I would love to relay this to Steve or JD ... do you have an email I can use? I cant get on any tobacco websites here at work.


----------



## cubanrob19 (Jun 15, 2010)

So I just called up to the shop and the owners son was the only one there ... He had no idea that he was stocking these two different bands on the shelf, and he really didnt have any answers for me. All he said was that if the bands are labeled differently that the cigars are different. so not much help.


----------



## sirxlaughs (Nov 18, 2005)

cubanrob19 said:


> I would love to relay this to Steve or JD ... do you have an email I can use? I cant get on any tobacco websites here at work.

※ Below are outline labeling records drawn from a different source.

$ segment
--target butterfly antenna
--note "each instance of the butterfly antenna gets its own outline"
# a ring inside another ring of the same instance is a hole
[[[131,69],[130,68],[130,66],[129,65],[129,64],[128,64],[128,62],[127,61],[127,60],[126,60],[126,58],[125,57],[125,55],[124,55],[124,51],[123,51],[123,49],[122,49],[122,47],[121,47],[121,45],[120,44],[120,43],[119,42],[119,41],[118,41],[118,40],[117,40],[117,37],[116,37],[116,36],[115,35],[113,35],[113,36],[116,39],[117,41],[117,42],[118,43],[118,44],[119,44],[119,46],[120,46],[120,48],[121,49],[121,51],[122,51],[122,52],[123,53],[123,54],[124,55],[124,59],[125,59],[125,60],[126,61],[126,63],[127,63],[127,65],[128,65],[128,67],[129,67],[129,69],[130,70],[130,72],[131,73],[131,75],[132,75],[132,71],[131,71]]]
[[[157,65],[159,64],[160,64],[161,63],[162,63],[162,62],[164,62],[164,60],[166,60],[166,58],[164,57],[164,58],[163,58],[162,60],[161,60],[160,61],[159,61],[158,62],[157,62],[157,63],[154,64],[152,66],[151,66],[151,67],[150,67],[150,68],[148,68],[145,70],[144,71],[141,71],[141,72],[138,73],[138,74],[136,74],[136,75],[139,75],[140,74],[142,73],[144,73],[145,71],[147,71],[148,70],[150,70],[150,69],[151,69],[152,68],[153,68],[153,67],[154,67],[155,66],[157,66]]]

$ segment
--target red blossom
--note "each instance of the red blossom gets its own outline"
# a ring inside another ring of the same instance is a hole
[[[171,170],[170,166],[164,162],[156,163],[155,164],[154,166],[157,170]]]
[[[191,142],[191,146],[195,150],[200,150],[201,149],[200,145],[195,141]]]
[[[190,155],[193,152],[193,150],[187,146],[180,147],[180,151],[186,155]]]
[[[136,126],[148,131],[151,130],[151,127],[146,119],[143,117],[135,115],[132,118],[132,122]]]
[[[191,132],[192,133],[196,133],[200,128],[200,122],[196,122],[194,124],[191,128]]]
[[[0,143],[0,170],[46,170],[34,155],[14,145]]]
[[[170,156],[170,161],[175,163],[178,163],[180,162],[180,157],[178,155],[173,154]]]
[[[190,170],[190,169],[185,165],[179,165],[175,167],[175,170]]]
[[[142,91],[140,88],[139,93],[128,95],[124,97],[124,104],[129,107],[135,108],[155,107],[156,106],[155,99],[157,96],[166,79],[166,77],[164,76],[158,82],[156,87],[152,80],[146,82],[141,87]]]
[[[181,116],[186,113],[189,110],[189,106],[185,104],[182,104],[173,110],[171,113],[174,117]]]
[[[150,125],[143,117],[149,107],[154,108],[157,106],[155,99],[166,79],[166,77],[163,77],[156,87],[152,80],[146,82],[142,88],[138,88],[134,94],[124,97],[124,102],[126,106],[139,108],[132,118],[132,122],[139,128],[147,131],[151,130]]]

Steve Saka has an account on Puff.

http://www.cigarforums.net/forums/vb/members/16424-ssaka.html

There's also a contact form on the Drew Estate blog site:

CONTACT « Drew Estate Blog


----------



## cubanrob19 (Jun 15, 2010)

sirxlaughs said:


> Steve Saka has an account on Puff.
> 
> http://www.cigarforums.net/forums/vb/members/16424-ssaka.html
> 
> ...


cool, thanks!


----------



## Fury556 (Oct 10, 2010)

Might be able to get JD on Twitter faster, his user name is @JonathanDrew1


----------



## BMack (Dec 8, 2010)

We need to get to the bottom of this, please send me 5 of each and I will post a review. :smoke:


Seriously though, have you tried them both?


----------



## cubanrob19 (Jun 15, 2010)

BMack said:


> We need to get to the bottom of this, please send me 5 of each and I will post a review. :smoke:
> 
> Seriously though, have you tried them both?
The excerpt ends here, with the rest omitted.